Die fünfte Sektion „YouTube und historische Bildung“ präsentiert die Analysen von Anja Neubert und dem Autor_innenteam Bernhard Linke und Marie Föllen. Neubert seziert und vergleicht die Angebote des Kanals „TheSimpleClub“ und „musstewissen Geschichte“ exemplarisch auf das inszenierte Geschichtsverständnis der Produzierenden und stellt eine explorative Studie zur Wahrnehmung von Schüler_innen dieser Angebote vor. Linke und Föllen reflektieren in ihrem Beitrag den Einsatz von Erklärvideos für Studierende der Geschichtswissenschaft. In der finalen Sektion „Diskussion und Ausblick“ formuliert Jens Crueger Überlegungen zum Web 2.0 als Kulturellem Gedächtnis und die Herausgeber schließen mit einem Ausblick ab.

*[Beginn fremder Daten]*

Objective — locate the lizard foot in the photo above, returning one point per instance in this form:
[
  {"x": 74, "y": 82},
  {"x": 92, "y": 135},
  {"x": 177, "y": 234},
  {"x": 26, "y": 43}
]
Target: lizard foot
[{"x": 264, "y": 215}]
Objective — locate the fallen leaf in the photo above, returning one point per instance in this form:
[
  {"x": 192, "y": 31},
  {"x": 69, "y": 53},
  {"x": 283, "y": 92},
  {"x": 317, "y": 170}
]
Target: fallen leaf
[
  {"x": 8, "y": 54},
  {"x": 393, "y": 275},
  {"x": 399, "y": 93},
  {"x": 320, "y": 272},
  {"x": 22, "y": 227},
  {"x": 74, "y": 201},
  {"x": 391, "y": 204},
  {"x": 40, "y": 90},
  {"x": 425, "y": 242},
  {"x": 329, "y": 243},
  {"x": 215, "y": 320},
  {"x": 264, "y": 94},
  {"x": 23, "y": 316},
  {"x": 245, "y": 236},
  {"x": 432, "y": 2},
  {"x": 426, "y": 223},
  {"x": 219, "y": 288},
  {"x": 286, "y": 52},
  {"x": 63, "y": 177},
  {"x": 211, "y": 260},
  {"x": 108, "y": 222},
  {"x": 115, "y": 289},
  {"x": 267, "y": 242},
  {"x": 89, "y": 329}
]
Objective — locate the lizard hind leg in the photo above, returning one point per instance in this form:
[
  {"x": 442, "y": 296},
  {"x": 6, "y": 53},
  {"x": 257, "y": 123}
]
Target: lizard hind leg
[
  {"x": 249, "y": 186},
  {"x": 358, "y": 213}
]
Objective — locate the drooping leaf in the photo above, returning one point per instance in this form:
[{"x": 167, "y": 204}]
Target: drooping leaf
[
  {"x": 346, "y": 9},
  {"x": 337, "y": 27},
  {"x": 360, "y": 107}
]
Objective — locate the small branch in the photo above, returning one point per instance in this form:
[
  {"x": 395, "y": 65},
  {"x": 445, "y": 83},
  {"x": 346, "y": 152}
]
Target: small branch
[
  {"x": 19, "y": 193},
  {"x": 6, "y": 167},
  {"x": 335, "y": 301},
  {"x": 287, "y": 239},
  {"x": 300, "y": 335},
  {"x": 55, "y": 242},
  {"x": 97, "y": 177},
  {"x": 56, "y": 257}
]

Der Band zeigt viele neue und überzeugende Wege auf, sich Geschichte auf YouTube analytisch zu nähern – die in der Gesamtschau sichtbare methodische Vielfalt ist damit eine der großen Stärken des Buches. In den Teilstudien werden zudem die Potenziale, aber auch die Herausforderungen einer partizipativen Geschichtskultur im Web 2.0 erörtert. Die Frage, wie genau eigentlich Geschichte im Format des Erklärvideos „erklärt“ wird, und was diese mediale und soziale Transformation historischer Angebote bedeutet, muss weiter untersucht werden. In diesem Sinne verweisen die Beiträge auch auf Leerstellen. So wird etwa in den Beiträgen ausschließlich von (weißen) Männern produzierte und präsentierte Geschichte vorgestellt – was diese Art der Vergeschlechtlichung von Geschichte aber bedeutet, wird in den einzelnen Beiträgen nicht thematisiert und durch eine teilweise fehlende gendergerechte Sprache im Band noch verstärkt (wohl aber im Ausblick als Leerstelle markiert). Gerade im Hinblick auf den in vielen Beiträgen herausgestellten generellen Trend, positivistische Geschichte auf YouTube zu erzählen, sollte hier weitergedacht werden.